I knew Dimples wasn’t saying what he thought he was saying. I figured he was trying to say something completely different and his words were getting jumbled. I was being kicked when I was down. It all felt so surreal. How could this man, the one I had given so much to, the one I opened my heart to and let in, the one that had given me so much to look forward to was now telling me that he couldn’t be happy with who I was, with how I acted, with what I said. It didn’t make any sense to me. I had the rug ripped out from under me and now on top of my heart being ripped out of my chest I was being told that if I changed this list of things, then, and only then, could he be happy with me? How was this possible? How could he be this new person? Where did the guy that made my world light up go?
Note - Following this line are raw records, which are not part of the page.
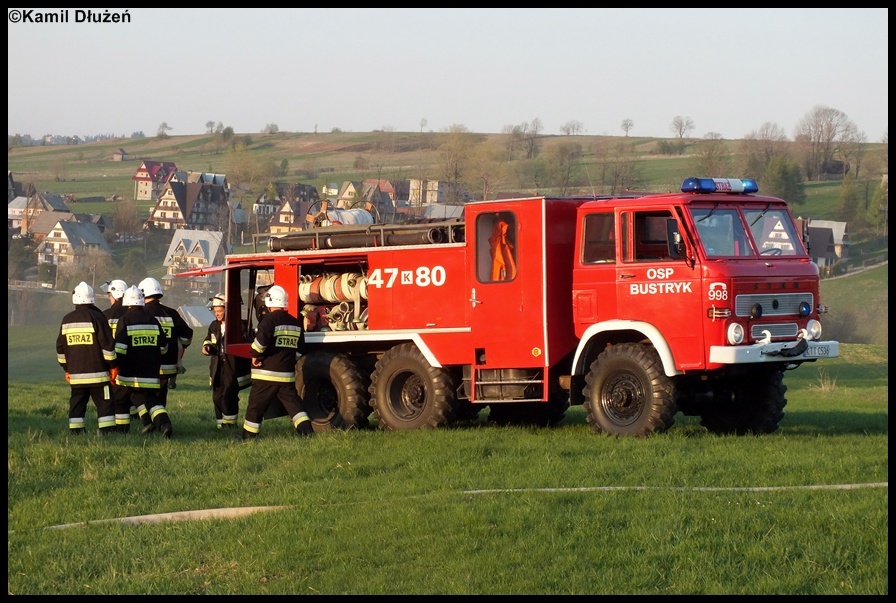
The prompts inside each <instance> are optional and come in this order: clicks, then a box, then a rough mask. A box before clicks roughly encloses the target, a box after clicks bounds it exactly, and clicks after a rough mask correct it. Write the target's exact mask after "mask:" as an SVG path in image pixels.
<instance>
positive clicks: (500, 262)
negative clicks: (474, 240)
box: [476, 212, 518, 283]
mask: <svg viewBox="0 0 896 603" xmlns="http://www.w3.org/2000/svg"><path fill="white" fill-rule="evenodd" d="M516 230H517V229H516V216H514V215H513V213H511V212H495V213H493V214H482V215H481V216H479V217H478V218H477V219H476V246H477V247H476V249H477V251H476V276H477V278H478V279H479V280H480V281H481V282H483V283H490V282H501V281H510V280H513V279H514V278H516V273H517V261H516V260H517V253H518V252H517V248H516V242H517V239H516Z"/></svg>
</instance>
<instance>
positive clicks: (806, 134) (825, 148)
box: [794, 105, 855, 180]
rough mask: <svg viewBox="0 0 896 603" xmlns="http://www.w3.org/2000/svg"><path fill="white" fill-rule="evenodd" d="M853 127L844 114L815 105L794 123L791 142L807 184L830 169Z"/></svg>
mask: <svg viewBox="0 0 896 603" xmlns="http://www.w3.org/2000/svg"><path fill="white" fill-rule="evenodd" d="M854 127H855V126H854V124H853V123H852V122H851V121H850V120H849V118H848V117H847V116H846V114H845V113H843V112H842V111H839V110H837V109H832V108H831V107H826V106H824V105H816V106H815V107H813V108H812V110H811V111H809V113H807V114H806V115H805V116H804V117H803V118H802V119H800V121H799V122H797V125H796V128H795V130H794V132H795V134H794V140H795V141H796V145H797V149H798V152H799V153H800V156H801V157H800V159H801V162H802V165H803V170H804V171H805V173H806V179H807V180H816V179H817V178H818V177H819V176H820V175H821V173H822V172H823V171H824V170H825V167H826V166H829V165H831V162H832V160H833V159H834V158H835V156H836V155H837V154H838V152H839V151H840V146H841V143H842V142H843V140H844V138H845V137H846V136H847V134H848V133H849V132H852V131H854Z"/></svg>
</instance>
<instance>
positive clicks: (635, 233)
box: [634, 211, 681, 261]
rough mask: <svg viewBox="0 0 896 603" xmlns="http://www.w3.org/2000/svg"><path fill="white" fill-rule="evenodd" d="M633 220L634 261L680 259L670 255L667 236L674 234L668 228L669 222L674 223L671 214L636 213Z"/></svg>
mask: <svg viewBox="0 0 896 603" xmlns="http://www.w3.org/2000/svg"><path fill="white" fill-rule="evenodd" d="M634 218H635V261H657V260H663V261H668V260H674V259H680V257H681V256H680V255H671V253H670V249H671V246H670V245H669V236H671V235H672V234H673V233H674V232H676V229H673V228H670V226H669V222H670V221H672V222H673V223H674V222H675V220H674V218H673V217H672V212H669V211H651V212H636V213H635V215H634Z"/></svg>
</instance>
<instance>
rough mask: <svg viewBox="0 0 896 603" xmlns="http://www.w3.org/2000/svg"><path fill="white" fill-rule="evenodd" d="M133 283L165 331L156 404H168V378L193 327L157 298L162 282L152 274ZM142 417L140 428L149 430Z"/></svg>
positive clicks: (152, 314) (191, 337)
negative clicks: (159, 382) (161, 363)
mask: <svg viewBox="0 0 896 603" xmlns="http://www.w3.org/2000/svg"><path fill="white" fill-rule="evenodd" d="M137 287H138V288H139V289H140V290H141V291H142V292H143V295H144V297H145V299H146V306H145V309H146V312H147V313H149V314H151V315H152V316H155V317H156V320H158V321H159V324H160V325H162V329H164V330H165V335H166V336H167V337H168V339H169V340H170V341H169V345H168V352H167V353H166V354H165V356H164V357H163V358H162V366H161V373H160V376H161V380H162V381H161V386H160V388H159V404H161V405H162V406H163V407H165V408H167V407H168V390H169V389H170V388H169V383H168V382H169V381H170V380H171V379H172V378H175V377H176V376H177V374H178V373H179V372H181V371H180V367H181V366H182V365H181V362H182V360H181V358H182V357H183V354H184V352H185V351H186V349H187V348H188V347H190V344H191V343H192V342H193V329H192V328H191V327H190V325H188V324H187V321H185V320H184V319H183V317H182V316H181V315H180V314H179V313H178V311H177V310H175V309H174V308H172V307H170V306H166V305H164V304H163V303H162V302H161V301H160V300H161V299H162V296H163V295H164V293H163V292H162V285H160V284H159V281H157V280H156V279H154V278H151V277H147V278H145V279H143V280H142V281H140V284H139V285H137ZM142 418H143V429H144V430H145V431H152V429H153V423H151V422H149V423H148V422H147V418H146V417H145V416H144V417H142Z"/></svg>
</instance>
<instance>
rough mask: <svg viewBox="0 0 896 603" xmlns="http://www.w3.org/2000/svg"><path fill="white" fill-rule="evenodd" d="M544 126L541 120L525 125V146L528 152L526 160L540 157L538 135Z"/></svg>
mask: <svg viewBox="0 0 896 603" xmlns="http://www.w3.org/2000/svg"><path fill="white" fill-rule="evenodd" d="M543 129H544V126H543V125H542V123H541V120H540V119H539V118H537V117H536V118H535V119H533V120H532V123H531V124H530V123H524V124H523V146H524V148H525V150H526V159H535V158H536V157H538V153H539V148H538V135H539V134H541V131H542V130H543Z"/></svg>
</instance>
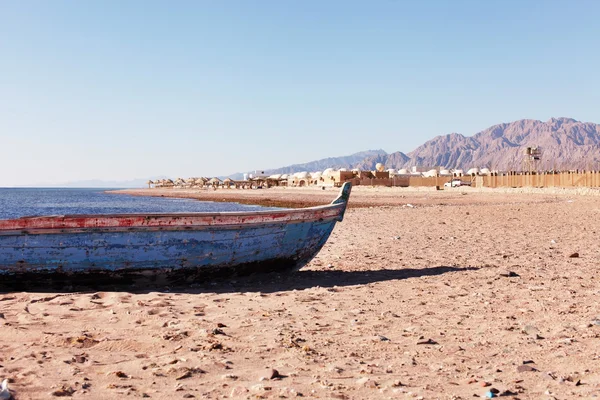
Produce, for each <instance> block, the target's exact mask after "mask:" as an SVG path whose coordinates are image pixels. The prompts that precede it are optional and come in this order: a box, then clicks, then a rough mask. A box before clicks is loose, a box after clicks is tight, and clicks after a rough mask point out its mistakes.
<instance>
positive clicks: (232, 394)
mask: <svg viewBox="0 0 600 400" xmlns="http://www.w3.org/2000/svg"><path fill="white" fill-rule="evenodd" d="M248 392H249V390H248V389H246V388H245V387H243V386H236V387H234V388H233V389H232V390H231V395H230V396H231V397H233V398H237V397H238V396H243V395H245V394H246V393H248Z"/></svg>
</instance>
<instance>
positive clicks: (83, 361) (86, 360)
mask: <svg viewBox="0 0 600 400" xmlns="http://www.w3.org/2000/svg"><path fill="white" fill-rule="evenodd" d="M73 361H75V362H77V363H79V364H83V363H84V362H86V361H87V358H86V357H85V356H84V355H83V354H80V355H77V356H75V357H73Z"/></svg>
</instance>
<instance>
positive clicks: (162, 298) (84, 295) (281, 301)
mask: <svg viewBox="0 0 600 400" xmlns="http://www.w3.org/2000/svg"><path fill="white" fill-rule="evenodd" d="M126 193H129V194H135V195H158V196H161V195H164V196H178V197H191V198H199V199H202V200H208V201H240V202H245V203H252V204H263V205H274V206H289V207H291V206H307V205H316V204H325V203H327V202H329V201H331V200H332V199H333V198H334V197H335V195H336V193H337V191H336V190H333V189H328V190H315V189H263V190H217V191H202V192H198V191H192V190H188V191H185V190H181V191H174V190H162V191H158V190H130V191H126ZM598 229H600V205H599V203H598V198H597V197H596V196H586V195H580V194H577V193H576V192H574V191H571V192H568V191H553V192H549V191H548V192H544V191H543V190H542V191H537V192H536V193H518V192H517V191H514V192H513V193H509V191H501V190H498V191H491V190H490V191H477V190H475V189H461V190H444V191H434V190H403V189H400V188H394V189H388V188H379V189H371V188H355V189H354V190H353V193H352V196H351V200H350V209H349V210H348V211H347V213H346V217H345V220H344V221H343V222H342V223H339V224H338V225H337V226H336V228H335V230H334V232H333V234H332V236H331V238H330V239H329V241H328V242H327V244H326V245H325V247H324V248H323V250H322V251H321V252H320V253H319V255H318V256H317V257H316V258H315V259H314V260H313V261H312V262H311V263H310V264H309V265H308V266H307V267H305V268H303V269H302V270H301V271H299V272H295V273H286V274H278V273H270V274H262V275H253V276H248V277H240V278H232V279H225V280H219V281H210V282H193V283H189V282H188V283H182V284H181V285H171V286H162V285H158V284H152V283H150V282H146V283H135V284H97V285H93V286H90V285H80V284H75V285H67V286H65V287H58V288H49V287H35V286H34V287H30V288H27V290H22V289H15V288H14V285H12V284H11V282H7V281H6V280H4V281H3V282H2V286H0V329H1V332H2V335H1V337H0V380H2V379H4V378H6V379H9V388H10V389H11V390H12V391H13V395H14V397H15V398H16V399H41V398H54V397H62V396H64V397H72V398H88V399H116V398H124V397H126V396H128V397H130V398H143V397H147V398H152V399H178V398H197V399H221V398H233V399H246V398H248V399H250V398H251V399H255V398H269V399H271V398H272V399H280V398H295V397H304V398H321V399H387V398H391V399H396V398H399V399H404V398H413V399H471V398H474V397H478V398H481V397H485V396H486V394H487V393H488V392H490V393H493V395H494V397H495V396H501V397H502V398H507V399H572V398H591V397H593V396H595V395H597V394H598V392H599V388H600V369H599V368H598V365H599V363H600V360H599V359H600V340H599V337H600V310H598V304H597V296H598V294H599V293H600V289H599V288H598V277H597V273H596V268H597V266H598V254H600V251H599V250H600V241H599V240H598V232H597V230H598Z"/></svg>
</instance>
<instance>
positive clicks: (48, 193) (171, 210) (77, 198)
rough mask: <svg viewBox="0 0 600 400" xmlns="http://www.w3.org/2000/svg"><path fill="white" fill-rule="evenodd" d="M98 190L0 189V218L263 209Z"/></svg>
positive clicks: (207, 211)
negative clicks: (119, 192)
mask: <svg viewBox="0 0 600 400" xmlns="http://www.w3.org/2000/svg"><path fill="white" fill-rule="evenodd" d="M107 190H110V189H106V188H102V189H79V188H78V189H70V188H64V189H63V188H0V219H13V218H20V217H26V216H41V215H69V214H129V213H170V212H222V211H252V210H265V209H267V208H265V207H261V206H253V205H245V204H238V203H221V202H209V201H199V200H194V199H174V198H167V197H146V196H130V195H126V194H113V193H106V191H107Z"/></svg>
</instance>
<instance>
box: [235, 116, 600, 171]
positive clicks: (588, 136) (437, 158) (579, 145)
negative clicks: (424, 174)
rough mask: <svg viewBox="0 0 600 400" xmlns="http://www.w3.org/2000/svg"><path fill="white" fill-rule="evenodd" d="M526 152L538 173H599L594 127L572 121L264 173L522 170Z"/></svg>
mask: <svg viewBox="0 0 600 400" xmlns="http://www.w3.org/2000/svg"><path fill="white" fill-rule="evenodd" d="M526 147H538V148H539V149H541V157H540V161H539V163H538V169H540V170H550V169H596V170H598V169H600V168H599V167H600V125H599V124H595V123H591V122H580V121H577V120H575V119H572V118H551V119H550V120H548V121H546V122H543V121H538V120H532V119H523V120H519V121H515V122H510V123H503V124H498V125H494V126H492V127H490V128H488V129H485V130H483V131H481V132H478V133H476V134H475V135H473V136H464V135H462V134H460V133H450V134H448V135H441V136H437V137H435V138H433V139H431V140H428V141H427V142H425V143H423V144H422V145H421V146H419V147H417V148H416V149H415V150H413V151H411V152H410V153H406V154H405V153H402V152H400V151H398V152H394V153H389V154H388V153H386V152H385V151H383V150H367V151H363V152H359V153H355V154H352V155H350V156H346V157H335V158H326V159H322V160H317V161H312V162H308V163H304V164H294V165H290V166H287V167H282V168H275V169H270V170H266V171H265V173H266V174H268V175H271V174H284V173H288V174H289V173H294V172H301V171H308V172H311V171H322V170H324V169H326V168H336V169H339V168H348V169H352V168H358V169H361V170H374V169H375V165H376V164H377V163H382V164H384V165H385V167H386V168H394V169H400V168H411V167H413V166H416V167H419V168H422V169H429V168H435V167H442V168H449V169H464V170H467V169H469V168H472V167H480V168H482V167H487V168H490V169H495V170H501V171H505V170H522V169H524V160H525V156H524V153H523V152H524V150H525V148H526ZM238 175H240V176H238ZM234 176H235V178H234ZM234 176H232V178H234V179H236V178H237V179H239V178H240V177H241V174H235V175H234Z"/></svg>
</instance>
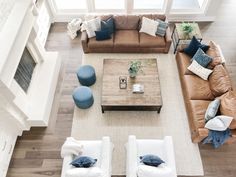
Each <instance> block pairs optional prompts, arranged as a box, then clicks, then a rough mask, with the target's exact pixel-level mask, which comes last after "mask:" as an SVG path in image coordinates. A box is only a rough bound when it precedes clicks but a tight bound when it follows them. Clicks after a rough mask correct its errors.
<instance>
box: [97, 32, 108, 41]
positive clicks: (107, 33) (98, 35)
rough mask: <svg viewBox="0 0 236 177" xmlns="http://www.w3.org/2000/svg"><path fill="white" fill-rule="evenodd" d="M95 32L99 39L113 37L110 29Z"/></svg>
mask: <svg viewBox="0 0 236 177" xmlns="http://www.w3.org/2000/svg"><path fill="white" fill-rule="evenodd" d="M95 34H96V40H97V41H103V40H106V39H111V34H110V32H109V31H108V30H101V31H95Z"/></svg>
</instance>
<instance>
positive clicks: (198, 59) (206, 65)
mask: <svg viewBox="0 0 236 177" xmlns="http://www.w3.org/2000/svg"><path fill="white" fill-rule="evenodd" d="M193 60H196V61H197V62H198V64H200V65H201V66H203V67H205V68H206V67H207V65H208V64H209V63H210V62H211V61H212V58H211V57H210V56H208V55H207V54H205V53H204V52H203V51H202V49H201V48H199V49H198V50H197V52H196V53H195V55H194V56H193Z"/></svg>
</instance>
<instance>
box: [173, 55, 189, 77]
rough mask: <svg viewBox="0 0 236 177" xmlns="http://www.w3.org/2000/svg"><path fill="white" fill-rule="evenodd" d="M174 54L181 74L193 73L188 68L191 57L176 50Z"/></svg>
mask: <svg viewBox="0 0 236 177" xmlns="http://www.w3.org/2000/svg"><path fill="white" fill-rule="evenodd" d="M176 55H177V56H176V58H177V60H178V61H177V62H178V65H179V68H180V71H181V72H182V75H192V74H193V73H192V72H191V71H189V70H188V67H189V65H190V64H191V58H190V57H189V56H188V55H187V54H185V53H183V52H178V53H177V54H176Z"/></svg>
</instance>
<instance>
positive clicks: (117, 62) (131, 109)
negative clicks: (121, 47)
mask: <svg viewBox="0 0 236 177" xmlns="http://www.w3.org/2000/svg"><path fill="white" fill-rule="evenodd" d="M132 60H133V59H132ZM132 60H131V59H104V61H103V82H102V100H101V107H102V112H103V113H104V111H115V110H124V111H132V110H140V111H157V112H158V113H160V110H161V107H162V98H161V88H160V81H159V75H158V69H157V60H156V59H136V60H140V61H141V62H142V65H143V67H142V70H143V73H141V72H139V74H138V75H137V76H136V77H135V78H130V77H129V74H128V68H129V63H130V61H132ZM120 76H126V77H127V88H126V89H120V87H119V77H120ZM137 83H139V84H142V85H144V93H142V94H137V93H133V92H132V87H133V84H137Z"/></svg>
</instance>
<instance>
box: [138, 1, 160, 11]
mask: <svg viewBox="0 0 236 177" xmlns="http://www.w3.org/2000/svg"><path fill="white" fill-rule="evenodd" d="M163 4H164V0H134V9H162V7H163Z"/></svg>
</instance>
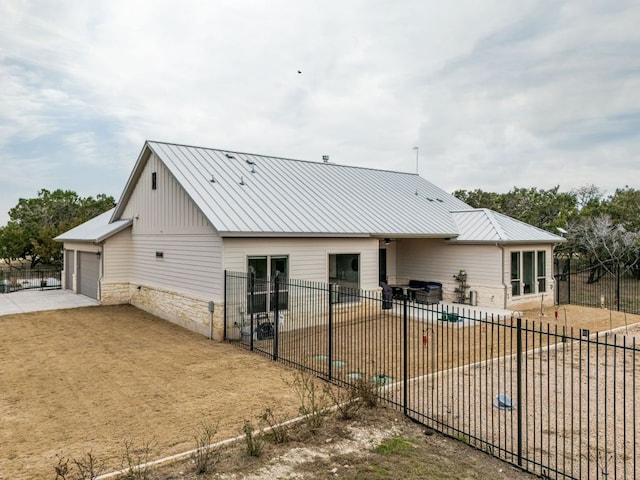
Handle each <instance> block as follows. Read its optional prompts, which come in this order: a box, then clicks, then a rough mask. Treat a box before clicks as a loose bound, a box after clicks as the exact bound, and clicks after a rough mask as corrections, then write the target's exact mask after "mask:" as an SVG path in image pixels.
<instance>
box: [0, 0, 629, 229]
mask: <svg viewBox="0 0 640 480" xmlns="http://www.w3.org/2000/svg"><path fill="white" fill-rule="evenodd" d="M638 25H640V2H638V1H637V0H632V1H625V0H619V1H618V0H602V1H600V0H576V1H571V0H569V1H557V0H553V1H550V0H531V1H527V0H510V1H504V0H457V1H451V2H443V1H436V0H416V1H411V0H349V1H344V0H322V1H320V0H316V1H310V0H288V1H285V0H268V1H267V0H246V1H245V0H211V1H204V0H203V1H195V0H180V1H169V0H126V1H125V0H104V1H102V0H93V1H88V2H87V1H84V0H83V1H80V0H57V1H55V2H52V1H50V0H42V1H29V0H0V226H2V225H5V224H6V222H7V221H8V219H9V216H8V211H9V210H10V209H11V208H12V207H13V206H15V205H16V204H17V203H18V200H19V199H20V198H32V197H36V196H37V195H38V191H39V190H41V189H43V188H44V189H48V190H55V189H58V188H60V189H65V190H72V191H75V192H77V193H78V194H79V195H81V196H83V197H85V196H95V195H97V194H100V193H104V194H107V195H112V196H113V197H114V198H115V199H116V200H117V199H118V198H119V197H120V195H121V193H122V190H123V189H124V186H125V184H126V181H127V179H128V177H129V174H130V172H131V170H132V168H133V166H134V164H135V161H136V159H137V157H138V155H139V153H140V151H141V149H142V146H143V144H144V141H145V140H156V141H165V142H173V143H180V144H187V145H196V146H202V147H212V148H220V149H225V150H234V151H241V152H248V153H256V154H263V155H273V156H281V157H287V158H295V159H302V160H313V161H322V156H323V155H329V156H330V160H331V162H334V163H339V164H345V165H356V166H363V167H370V168H380V169H388V170H396V171H402V172H416V170H417V171H418V172H419V173H420V175H421V176H422V177H424V178H426V179H427V180H429V181H431V182H432V183H434V184H436V185H438V186H439V187H441V188H443V189H444V190H446V191H448V192H453V191H454V190H457V189H466V190H474V189H478V188H479V189H482V190H485V191H492V192H500V193H503V192H507V191H509V190H510V189H511V188H513V187H527V188H529V187H536V188H544V189H547V188H552V187H555V186H556V185H559V186H560V190H561V191H570V190H572V189H574V188H579V187H581V186H586V185H595V186H597V187H599V188H600V189H601V190H602V191H603V192H605V193H609V194H610V193H613V192H614V191H615V189H616V188H618V187H624V186H626V185H628V186H630V187H632V188H640V175H639V174H638V172H639V169H640V157H639V153H638V152H640V28H639V27H638ZM299 72H300V73H299ZM415 147H418V148H417V149H416V148H415Z"/></svg>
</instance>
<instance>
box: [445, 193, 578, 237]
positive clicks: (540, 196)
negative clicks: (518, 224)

I simply responded with “I’m not sure you are saying what you think you are saying” He continued with emailing me, trying to explain his request. Telling me that maybe we could just date, maybe we could start over, maybe we could go back. Go back? Go back to what? I was hopelessly in love with this man, flaws and all and was willing to go to the ends of the earth for him and he wanted to pull it back? Reel it back in? For me to just be his date? No, this wasn’t right. Something had to have happened for him to be doing this. We were so close to perfect, yes we had issues, everyone does. Yes we had ups and downs, everyone does, but how could he be throwing away all we had built together in the past few months? How could he just give up on us? How could he no longer want me in his life the way we had planned? He went from full court press to have me be his and his alone, to this guy who seemed to not know what the hell he was doing and it was killing me.
I asked if he wanted to get together to talk again. I asked to see him, but he declined. He told me that he said everything he needed to and that talking wasn’t going to change anything. He told me to forget he ever contacted me and that he was sorry he ever mentioned what he said. That it wasn’t coming out right and he was making it worse. He told me I would not hear from him again and he would leave me alone. Alone. That seems to be always where I end up. I didn’t want him to leave me alone. I didn’t want him to stop talking to me. I knew once he said that he meant it. I knew this was it. I had officially lost him and I had no idea how or why or what the hell happened to bring this all on. 8 days ago he had told me he wanted to be a better man. He told me I was his everything. He told me he never loved anyone like he loved me, then why was he leaving me? Why wasn’t he sure? Why couldn’t he see the unconditional love I was offering?
Then the email went silent. There were no more words. It was officially over. And my heart broke all over again. All the dreams and plans and hopes that I had put into this relationship were ripped away. I was completely empty. I was numb. I was totally and completely dumbfounded. I stared at the computer screen waiting for him to say he was wrong, that he couldn’t live without me, that he made a mistake, that he was just scared and that he needed me to remind him of what we had. That email didn’t come. And again….I was alone. And it hurt deeper than any wound could ever make me feel. My soul ached for him. Everything on my ached for him. I didn’t know if it would ever stop.